Search code examples
perlcpanperl-moduleperl-data-structuresperl-hash

Perl multi-dimensional table with headers


I'm trying to implement a multi-dimensional table with headers.

Here's an example for 2D:

                       < dimension1 >
    /\               'column0'  'column1'
dimension0   'row0'   data00     data10
    \/       'row1'   data01     data11

The headers for rows and columns are text, and the data is anything. I want to be able to do something like this (syntax can be different, I'm beginner in Perl):

my $table = new table(2); # 2 is the number of dimensions

# the following line creates a new row/column if it didn't exist previously
$table['row0']['column0'] = data00;
$table['row0']['column1'] = data01;
$table['row1']['column0'] = data10;
$table['row1']['column1'] = data11;

# the following line returns the headers of the specified dimension
$table->headers(0);
 => ('row0', 'row1')

First question: Is there something like this already done in CPAN? (before you ask I did search for a significant amount of time and I didn't find anything like it)

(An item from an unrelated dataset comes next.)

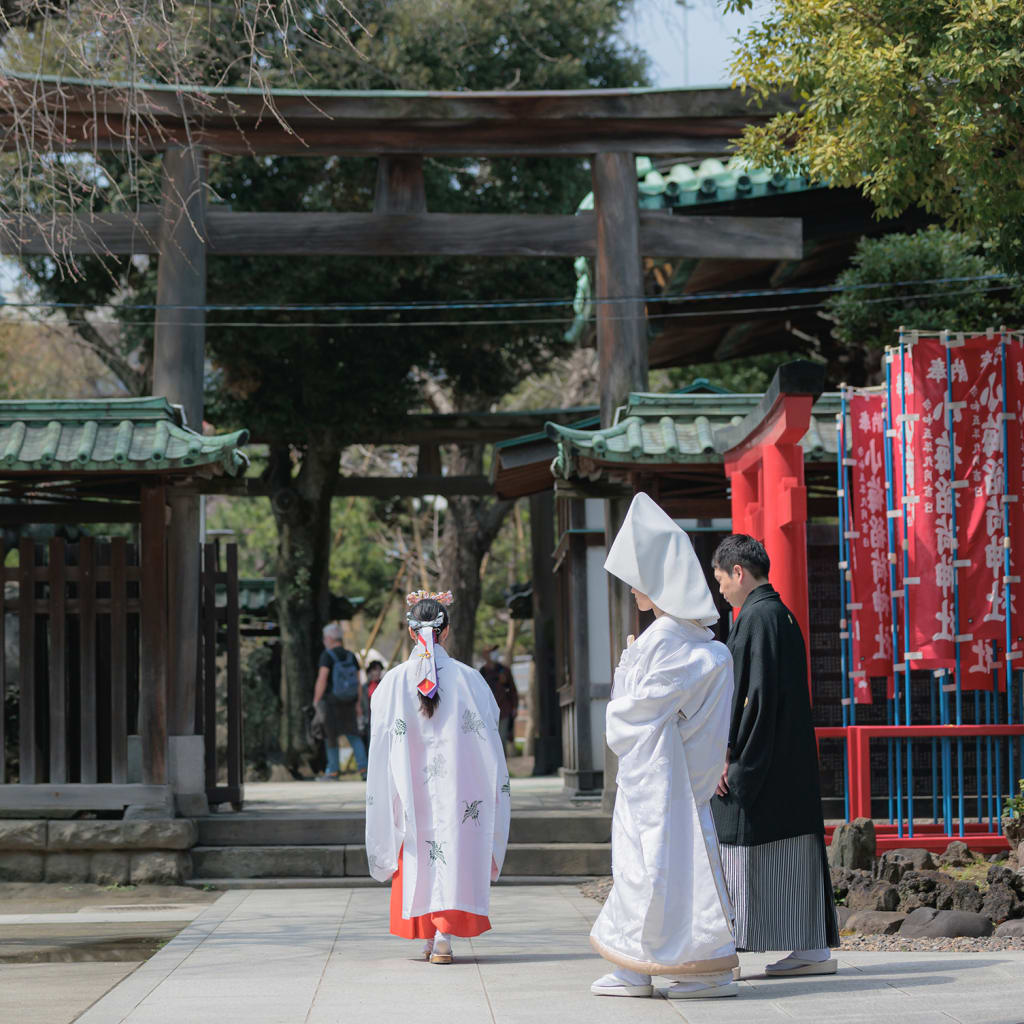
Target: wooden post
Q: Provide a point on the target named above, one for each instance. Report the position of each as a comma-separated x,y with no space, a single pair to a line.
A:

Second question: Here's my try, I know it's ugly and probably wrong. Any Perl expert out there care to review my code?

package table;

sub new {
  my $class = shift;
  my $dimensions = shift;
  my $self = bless({}, $class);
  $self->{dimensions} = $dimensions;
  $self->{data} = [];
  $self->{headers} = [];
  return $self;
}

sub get_dimensions {
  my $self = shift;
  return $self->{dimensions};
}

# This function creates a header or return its index if it already existed.
# Headers are encoded as an array of hashes so that this is O(1) amortized.

sub header {
  my $self = shift;
  my $dimension = shift;
  my $header = shift;
  my $headers = $self->{headers}[$dimension];
  if(!defined($headers)) {
    $headers = $self->{headers}[$dimension] = {};
  }
  if(!defined($headers->{$header})) {
    $headers->{$header} = scalar keys %$headers;
  }
  return $headers->{$header};
}

# This function returns the list of headers. Because the headers are
# stored as a hash (`header=>index`), I need to retrieve the keys
# and sort them by value.

sub get_headers {
  my $self = shift;
  my $dimension = shift;
  my $headers = $self->{headers}[$dimension];
  return [sort { $headers->{$a} cmp $headers->{$b} } keys %$headers];
}

# This last function stores/retrieves data from the table.

sub data {
  my $self = shift;
  my $data = $self->{data};
  my $dimensions = $self->{dimensions};
  for(my $i = 0; $i < $dimensions-1; ++$i) {
    my $index = $self->header($i, shift);
    if(!defined($data->[$index])) {
      $data->[$index] = [];
    }
    $data = $data->[$index];
  }
  my $index = $self->header($dimensions-1, shift);
  my $value = shift;
  if(defined($value)) {
    $data->[$index] = $value;
  }
  return $data->[$index];
}

Solution

  • You want a structure for an "N" dimensional table. I doubt there's a CPAN module that can do this because it's just not that common a situation.

    The problem is that the data structure grows quite rapidly and so does the complexity.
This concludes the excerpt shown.